Key Experimental Results

Main Results (Tables)

SUD-ToF / RUD-ToF Datasets:

Method SUD-ToF MAE↓ SUD-ToF RMSE↓ RUD-ToF MAE↓ RUD-ToF RMSE↓
PE-ToF 9.77 15.92 21.22 48.76
NAFNet 11.08 18.24 20.41 33.83
Restormer 9.75 14.76 18.94 31.78
UD-ToFnet 8.88 11.50 17.29 31.11
LFRD² (Ours) 8.41 10.99 16.73 30.94

FLAT Dataset (ToF Denoising):

Method MAE↓ RMSE↓
SHARPnet 4.62 10.26
UD-ToFnet 4.41 8.23
LFRD² 4.13 7.35

NYUv2 Dataset (Depth Super-Resolution, MSE/MAE):

Method 16×
DSR-EI 2.94/0.49 13.3/1.19 57.0/2.70
LFRD² 2.85/0.47 12.8/1.16 52.3/2.58

Ablation Study (Tables)

Core Component Ablation (RUD-ToF):

Configuration Params/M FLOPs/G Speed/ms MAE↓ RMSE↓
Baseline (UD-ToFnet) 2.17 8.65 15.20 17.29 31.11
+ GRU +0.18 +7.62 19.89 17.02 31.09
+ LSTM +0.24 +10.4 22.15 16.96 31.22
+ LFRD² +0.18 +7.69 22.75 16.73 30.94
w/o FC (integer-order) +0.01 +0.41 20.67 17.00 30.99
w/o CC (no continuous conv.) +0.17 +7.28 22.11 16.88 31.03
NFC +0.13 +20.5 28.42 16.97 31.00

Fractional Order Ablation:

Order \(\alpha\) 0.1 0.3 0.5 0.7 0.9 Learnable (Ours)
MAE/mm 18.12 18.38 18.86 19.01 18.29 17.62
\(\rho_{1.02}\)/% 66.79 66.80 66.16 65.73 66.04 67.43

Key Findings

  • Fractional vs. integer order: Removing fractional calculus (w/o FC) increases MAE from 16.73 to 17.00, confirming the importance of memory properties.
  • Continuous vs. discrete convolution: Removing continuous convolution (w/o CC) increases MAE from 16.73 to 16.88.
  • vs. RNN variants: LFRD² outperforms both GRU and LSTM on MAE and RMSE, while maintaining parameter count comparable to GRU.
  • vs.
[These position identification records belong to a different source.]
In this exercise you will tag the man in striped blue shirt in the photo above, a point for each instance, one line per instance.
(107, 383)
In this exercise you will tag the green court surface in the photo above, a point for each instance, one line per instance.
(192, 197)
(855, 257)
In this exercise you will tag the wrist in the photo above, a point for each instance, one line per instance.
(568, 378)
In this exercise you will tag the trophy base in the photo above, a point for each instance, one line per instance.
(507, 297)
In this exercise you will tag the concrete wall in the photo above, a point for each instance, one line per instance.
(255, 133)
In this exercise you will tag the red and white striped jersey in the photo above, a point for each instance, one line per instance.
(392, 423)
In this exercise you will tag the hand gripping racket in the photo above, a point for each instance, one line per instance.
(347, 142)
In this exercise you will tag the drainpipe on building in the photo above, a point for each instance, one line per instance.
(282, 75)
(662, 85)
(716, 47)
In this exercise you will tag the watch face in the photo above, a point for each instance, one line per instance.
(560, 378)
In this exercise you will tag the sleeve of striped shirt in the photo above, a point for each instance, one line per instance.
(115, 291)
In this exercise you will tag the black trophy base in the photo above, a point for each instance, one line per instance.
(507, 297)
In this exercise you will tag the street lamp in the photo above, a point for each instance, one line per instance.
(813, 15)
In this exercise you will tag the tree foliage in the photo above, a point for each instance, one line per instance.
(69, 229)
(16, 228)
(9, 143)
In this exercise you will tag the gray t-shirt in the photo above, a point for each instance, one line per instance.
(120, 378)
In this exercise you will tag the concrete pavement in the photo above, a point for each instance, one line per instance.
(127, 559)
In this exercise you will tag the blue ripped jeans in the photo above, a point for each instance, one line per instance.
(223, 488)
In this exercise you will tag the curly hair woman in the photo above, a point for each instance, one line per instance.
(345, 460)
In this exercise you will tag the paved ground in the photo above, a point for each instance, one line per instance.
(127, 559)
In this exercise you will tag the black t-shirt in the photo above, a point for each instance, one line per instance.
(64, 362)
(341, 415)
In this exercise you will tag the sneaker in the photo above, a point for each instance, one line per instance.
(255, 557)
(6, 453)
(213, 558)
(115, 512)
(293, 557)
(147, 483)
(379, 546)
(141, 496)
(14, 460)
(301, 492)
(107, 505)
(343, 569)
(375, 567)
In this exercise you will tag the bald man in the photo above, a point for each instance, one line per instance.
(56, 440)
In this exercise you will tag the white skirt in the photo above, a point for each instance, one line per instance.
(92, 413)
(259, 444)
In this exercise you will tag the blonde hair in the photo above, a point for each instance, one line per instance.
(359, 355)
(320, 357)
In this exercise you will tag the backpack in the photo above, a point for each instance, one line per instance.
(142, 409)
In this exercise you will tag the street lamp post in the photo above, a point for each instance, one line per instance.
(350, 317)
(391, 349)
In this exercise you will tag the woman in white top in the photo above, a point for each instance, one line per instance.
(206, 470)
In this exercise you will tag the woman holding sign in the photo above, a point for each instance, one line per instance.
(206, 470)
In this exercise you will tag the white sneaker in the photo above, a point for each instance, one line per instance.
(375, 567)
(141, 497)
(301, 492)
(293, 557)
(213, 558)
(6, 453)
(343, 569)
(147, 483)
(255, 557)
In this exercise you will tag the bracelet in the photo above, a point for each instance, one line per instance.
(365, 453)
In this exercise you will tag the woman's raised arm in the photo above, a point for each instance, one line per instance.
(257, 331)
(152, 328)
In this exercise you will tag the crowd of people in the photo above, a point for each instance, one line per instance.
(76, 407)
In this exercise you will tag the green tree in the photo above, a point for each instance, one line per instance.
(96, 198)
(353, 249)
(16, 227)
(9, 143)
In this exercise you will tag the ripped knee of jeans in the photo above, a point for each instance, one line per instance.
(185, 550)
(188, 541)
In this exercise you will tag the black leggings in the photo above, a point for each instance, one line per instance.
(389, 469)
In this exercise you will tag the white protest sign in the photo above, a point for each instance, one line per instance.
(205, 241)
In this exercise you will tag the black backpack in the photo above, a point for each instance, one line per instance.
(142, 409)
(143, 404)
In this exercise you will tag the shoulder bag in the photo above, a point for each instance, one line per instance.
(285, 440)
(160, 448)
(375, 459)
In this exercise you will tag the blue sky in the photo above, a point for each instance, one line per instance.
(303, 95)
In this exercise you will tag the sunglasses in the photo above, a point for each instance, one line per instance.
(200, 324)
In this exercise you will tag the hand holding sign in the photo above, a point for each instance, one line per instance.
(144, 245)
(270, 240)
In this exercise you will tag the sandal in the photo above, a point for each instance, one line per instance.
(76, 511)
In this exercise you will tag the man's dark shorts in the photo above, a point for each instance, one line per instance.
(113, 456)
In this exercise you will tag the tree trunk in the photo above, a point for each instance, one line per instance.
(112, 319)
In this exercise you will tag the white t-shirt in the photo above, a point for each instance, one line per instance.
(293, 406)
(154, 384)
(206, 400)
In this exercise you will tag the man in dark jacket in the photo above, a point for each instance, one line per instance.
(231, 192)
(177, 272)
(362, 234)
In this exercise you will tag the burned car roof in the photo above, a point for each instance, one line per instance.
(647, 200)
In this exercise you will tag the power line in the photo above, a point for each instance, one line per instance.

NFC: Achieves comparable accuracy while reducing FLOPs by 62% and improving speed by 25%.
  • Learnable order outperforms all fixed orders, dynamically adapting to the optimal order for each sample.
  • Cross-task generalization: The same framework achieves state-of-the-art results across three distinct tasks — UD-ToF restoration, ToF denoising, and depth super-resolution.
  • Plug-and-play: The DISB can be replaced by various baselines (PE-ToF, NAFNet, Restormer, etc.), consistently yielding improvements.

Highlights & Insights

  • Hybrid physics-driven and data-driven design: Embedding fractional PDEs into neural network iterations provides both physical interpretability and learning flexibility.
  • Memory property of fractional calculus is the key innovation: leveraging a weighted combination of all historical iteration states makes the approach more robust than integer-order methods that rely solely on the current state.
  • Dynamic fractional order learned by the network addresses the difficulty of manual parameter selection in traditional fractional-order methods.
  • The efficient continuous convolution implementation (coefficient prediction + repeated differentiation) is more practical than MLP-based Neural Fields.
  • Strong cross-task applicability: The same framework, without modification, applies to different depth restoration tasks.

Limitations & Future Work

  • Training requires careful configuration to avoid numerical instability (NaN values); robustness needs improvement.
  • The current explicit numerical scheme may benefit from implicit formulations for greater stability and efficiency.
  • The number of iteration steps is fixed; adaptive step-size control could further improve efficiency.
  • The choice of DISB affects final performance, but selection criteria for the optimal initializer are not thoroughly investigated.
  • Although more efficient than NFC, continuous convolution still increases inference time by approximately 50%.
  • Perona-Malik Diffusion: A classical image enhancement diffusion model serving as the integer-order baseline for this work.
  • TNRD (Chen & Pock, 2016): Trainable Nonlinear Reaction Diffusion, learning time-varying filter parameters from data.
  • UD-ToFnet (Qiao et al.): A pioneering work on UD-ToF depth restoration, serving as the DISB baseline in this paper.
  • NFC (Nsampi et al.): Continuous convolution implementation based on repeated differentiation, the reference method for the continuous convolution design.
  • Algorithm Unrolling: Unrolls iterative algorithms into network layers, forming the methodological foundation of LFRD².
  • Insight: The potential of fractional calculus in image processing remains largely underexplored.

Rating

  • Novelty: ⭐⭐⭐⭐ — Combining fractional reaction-diffusion with deep learning and the learnable-order design are both novel contributions.
  • Experimental Thoroughness: ⭐⭐⭐⭐ — Four datasets, three tasks, and detailed ablations covering core components, continuous convolution inputs, and order selection.
  • Writing Quality: ⭐⭐⭐⭐ — Rigorous mathematical derivations, clear illustrations, and thorough physical explanations.
  • Value: ⭐⭐⭐⭐ — Methodological contribution to physics-driven depth restoration with strong cross-task generalizability.